When I looked up in the 12 o’clock position he said, “Right eye, horseshoe retinal tear at 12, blood along the edges, bridging vessel, no RD.”
He had me lean back. He looked at me, smiled, and said, “Brilliant call. With a tear in that position, if you had waited until tomorrow, the retina would most likely have detached. We should go ahead and treat that with laser today.”
I texted Eyegal and told her that they were taking me to the laser room to spot weld the tear so that it would not progress any further.
At approximately 4:50 PM, the tech led me to a room filled with several table-mounted lasers. I thought she was going to seat me at one, but instead she pointed toward a small cot with a pillow that looked like it might belong in a psychiatrist’s office and told me to lie down and make myself comfortable. She instilled another set of “numbing drops” and said the doctor would be with me in a moment (Where exactly does he go during these interludes? I thought). That’s when my cell phone rang.
It was Number One Son. He was accepted at UAB School of Medicine a few weeks ago and was jonesing for a little early clinical action. “Can I come watch?” he asked.
“Sorry son,” I replied, “I think this is going to go pretty quickly. I don’t think there’s time for you to get here.”
A few seconds later, Dr. Persaud walked into the room, placed a lid clamp in my right eye, and strapped on a head-mounted argon laser. He explained to me that there would be a series of fast-flickering lights and that I might feel a little pain, like the “brain freeze” that you get from eating ice cream too fast. He offered me a retrobulbar block to numb my eye, but I declined. I had places to be, and so did he.

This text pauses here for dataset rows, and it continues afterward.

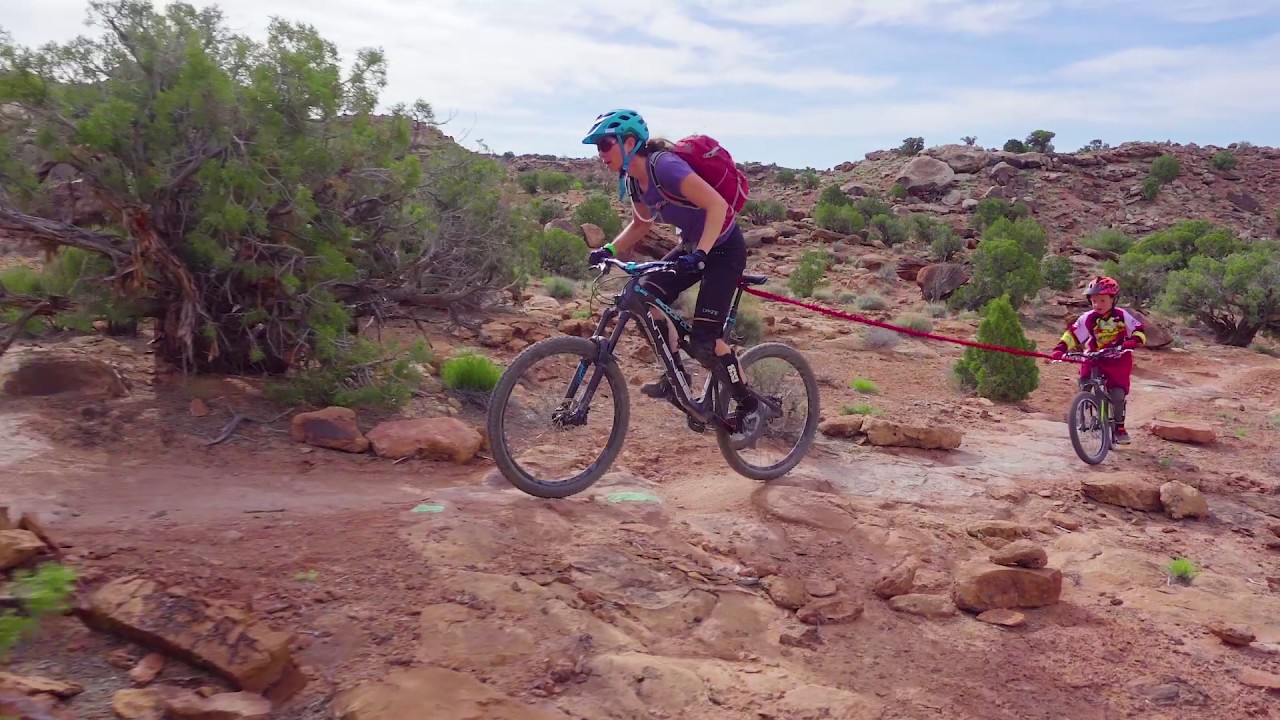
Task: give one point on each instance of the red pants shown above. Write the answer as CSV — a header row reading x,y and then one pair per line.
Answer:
x,y
1115,370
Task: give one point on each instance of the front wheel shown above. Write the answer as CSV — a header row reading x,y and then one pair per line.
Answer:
x,y
558,411
787,419
1091,433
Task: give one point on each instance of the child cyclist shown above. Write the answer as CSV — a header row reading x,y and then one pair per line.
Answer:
x,y
712,246
1106,326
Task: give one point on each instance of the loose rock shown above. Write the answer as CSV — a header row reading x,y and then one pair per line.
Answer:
x,y
1182,500
1023,554
211,634
982,586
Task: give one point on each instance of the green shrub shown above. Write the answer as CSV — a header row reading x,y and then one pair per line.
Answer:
x,y
544,210
881,338
598,210
863,386
764,212
891,231
1166,168
871,301
839,218
560,288
915,322
749,324
809,272
1056,272
1109,240
470,372
999,376
832,195
366,374
1040,141
560,253
1151,187
991,209
1000,267
946,244
40,593
1224,160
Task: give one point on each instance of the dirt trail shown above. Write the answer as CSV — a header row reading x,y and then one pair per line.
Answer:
x,y
595,609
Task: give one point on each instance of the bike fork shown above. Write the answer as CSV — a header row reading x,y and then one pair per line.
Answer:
x,y
603,354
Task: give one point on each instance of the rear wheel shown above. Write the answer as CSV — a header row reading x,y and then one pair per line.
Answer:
x,y
777,437
533,406
1091,433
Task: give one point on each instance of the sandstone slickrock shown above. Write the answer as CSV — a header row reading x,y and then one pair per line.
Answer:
x,y
804,507
58,372
886,433
437,693
1125,490
932,606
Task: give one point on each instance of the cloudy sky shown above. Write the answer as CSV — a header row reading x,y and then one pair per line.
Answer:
x,y
800,82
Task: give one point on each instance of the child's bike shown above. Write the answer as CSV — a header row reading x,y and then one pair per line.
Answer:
x,y
1089,417
592,368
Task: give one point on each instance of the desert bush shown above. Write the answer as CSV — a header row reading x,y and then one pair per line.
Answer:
x,y
809,272
999,376
598,210
470,372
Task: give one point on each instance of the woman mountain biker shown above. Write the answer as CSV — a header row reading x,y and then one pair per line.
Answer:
x,y
712,246
1102,327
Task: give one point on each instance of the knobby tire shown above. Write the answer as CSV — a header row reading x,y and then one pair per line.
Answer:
x,y
1073,419
810,383
565,345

He called off the laser settings to his technician who dialed in his commands. The first time he brought the condensing lens close to my eye and started to fire the laser, I blinked hard in protective reflex. The lid clamp popped out.
“Sorry,” I said.
“No worries,” he replied, “you’re fine.”
He wedged the clamp in my eye and tried again. Like before, I squeezed hard and popped it out. He turned toward his tech and said, “I think we’re going to need a stronger clamp.”
Once the industrial-strength, titanium-reinforced clamp was in, I looked as far up as I could and he began. The laser clicked and whirred, bathing my eye in pulsating green light. I saw another entoptic phenomena, the branching limbs of the Purkinjie Tree, the afterimage of the eye’s vascular bed.
I thought about the movie The Tree of Life, and I felt for a moment that I was a prisoner of some primeval time, a small, insignificant specimen suspended in ancient amber. I kept telling myself to look straight up and not straight ahead, but after awhile, I seemed to lose all sense of direction.
In the middle of the procedure, Dr. Persaud’s cell phone rang.
“Sorry Dr. Brown,” he said, his foot continuing to jam away on the laser’s pedal, “that’s probably my wife. She always seems to call when I’m in the middle of something.”
I wanted to say, “I feel your pain,” but I didn’t dare move.
Finally, he stopped. “There,” he said, apparently satisfied. “That should do it.”
He explained to me that my eye would ache a little today and that a little tylenol should help. He told me the signs and symptoms of retinal detachment not because he thought I didn’t already know them but because the speech for him was pure reflex.
I shook his hand and thanked him. “Come back and let me look at it in two weeks,” he called out as he walked out the door, his finger already pressing his wife’s number in his cell phone’s “Contacts.”
I left the office at approximately 5:00PM, a little dazzled, but no worse for wear. I stopped by my office and picked up a small bottle of steroid drops to help with the postoperative inflammation in case the tylenol wasn’t quite enough.
I arrived home at about 5:25PM. Eyegal met me at the door, hugged and kissed me, and said, “You poor thing.”
Number One Son and his friend Zach, another recent medical school acceptee, were in the living room and dying for all the details. I regaled them with the story.
By 5:30 PM, I had my feet up and was sipping a beer. It had been a long day’s work, and I thought I deserved one.